Marriage is honored and cherished in our society in a way that is absolutely unique. It is put on a pedestal.  The stigma that would come if my wife and I were banned from claiming that special relationship status is what would most make us feel most unequal and stigmatized.  That’s what gay couples face.

Marriages bestow more legal and social benefits than civil unions.  In a nation built on the notion that all are created equal, it’s just not okay to have such inequality baked into one of our society’s most revered institutions.

Semantic Slavery.  Beyond those who mistakenly believe that marriage and civil unions are legally and socially equivalent, others essentially have a language hang-up.

In their minds, heterosexuality has always been at the core of the definition of the word “marriage,” and it just feels incongruous to them to adjust the definition.

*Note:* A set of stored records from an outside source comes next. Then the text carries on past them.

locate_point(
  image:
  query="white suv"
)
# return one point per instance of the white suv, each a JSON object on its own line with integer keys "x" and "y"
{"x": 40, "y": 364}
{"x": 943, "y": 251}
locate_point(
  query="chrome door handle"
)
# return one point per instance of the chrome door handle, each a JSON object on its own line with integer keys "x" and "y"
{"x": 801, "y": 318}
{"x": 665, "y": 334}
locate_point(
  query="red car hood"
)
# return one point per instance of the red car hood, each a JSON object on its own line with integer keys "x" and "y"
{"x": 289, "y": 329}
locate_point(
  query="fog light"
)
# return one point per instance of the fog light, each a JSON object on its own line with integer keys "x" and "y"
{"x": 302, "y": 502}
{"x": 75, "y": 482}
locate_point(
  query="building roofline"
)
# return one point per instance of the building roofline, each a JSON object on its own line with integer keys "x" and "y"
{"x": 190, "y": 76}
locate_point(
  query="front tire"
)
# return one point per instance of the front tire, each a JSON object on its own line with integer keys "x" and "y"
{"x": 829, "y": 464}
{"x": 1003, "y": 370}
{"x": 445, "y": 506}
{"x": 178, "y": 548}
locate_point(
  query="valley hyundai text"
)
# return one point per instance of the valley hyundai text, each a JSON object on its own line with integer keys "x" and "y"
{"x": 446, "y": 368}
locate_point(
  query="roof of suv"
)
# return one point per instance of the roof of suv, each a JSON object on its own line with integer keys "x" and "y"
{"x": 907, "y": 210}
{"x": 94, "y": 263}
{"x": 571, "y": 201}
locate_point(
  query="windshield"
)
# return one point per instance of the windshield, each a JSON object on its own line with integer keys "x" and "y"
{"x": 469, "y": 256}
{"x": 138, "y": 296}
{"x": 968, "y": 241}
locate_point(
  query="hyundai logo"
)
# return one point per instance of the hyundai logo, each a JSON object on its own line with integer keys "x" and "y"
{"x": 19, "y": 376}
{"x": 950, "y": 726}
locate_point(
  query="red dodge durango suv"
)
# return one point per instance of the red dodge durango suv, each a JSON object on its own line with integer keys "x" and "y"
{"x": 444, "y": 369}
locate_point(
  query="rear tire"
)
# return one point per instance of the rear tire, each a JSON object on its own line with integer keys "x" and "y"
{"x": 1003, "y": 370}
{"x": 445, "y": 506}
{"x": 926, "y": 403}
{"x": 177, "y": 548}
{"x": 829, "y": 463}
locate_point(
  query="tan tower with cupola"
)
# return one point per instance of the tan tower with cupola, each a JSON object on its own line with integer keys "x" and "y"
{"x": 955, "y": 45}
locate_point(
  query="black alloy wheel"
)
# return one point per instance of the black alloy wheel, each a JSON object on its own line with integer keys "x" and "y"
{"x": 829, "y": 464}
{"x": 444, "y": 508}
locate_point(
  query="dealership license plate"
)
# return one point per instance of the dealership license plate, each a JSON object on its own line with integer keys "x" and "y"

The vast majority of these folks don’t seem to hate gay people, or wish inequality on them.  They just can’t seem to get their head around that semantic shift.

I understand this position, because it was the position that I was taking when I was first exposed to this issue in the 1990s. Ultimately, I realized that my reasoning was silly.

After all, dictionaries are not written in stone.  Every year, scores of definitions are added, deleted and adjusted, based on how society’s use of the language is changing.  Languages evolve as societies evolve.  Therefore, we shouldn’t be denying people something as sacred as equality based on what lexicographers say. Lexicographers take their cues from society, not vice versa.  If a democratic society declares, in the name of equality, that marriage is open to everyone, then it is, and dictionaries will adjust accordingly.  Dictionary definitions shouldn’t rule the day.  Equality should rule the day.

Unlike the 24% of Minnesotans who oppose any kind of legal recognition for gay couples, I’m convinced that many of those who oppose gay marriage but support gay civil unions are “persuadables” when it comes to the constitutional amendment.  If they aren’t written off as “homophobes” and “haters,” some of them can be convinced that separate but equal doesn’t work any better for civil unions than it did for segregated schools.

– Loveland

Note:  This post was also featured as a “best of the best” in MinnPost’s Blog Cabin feature.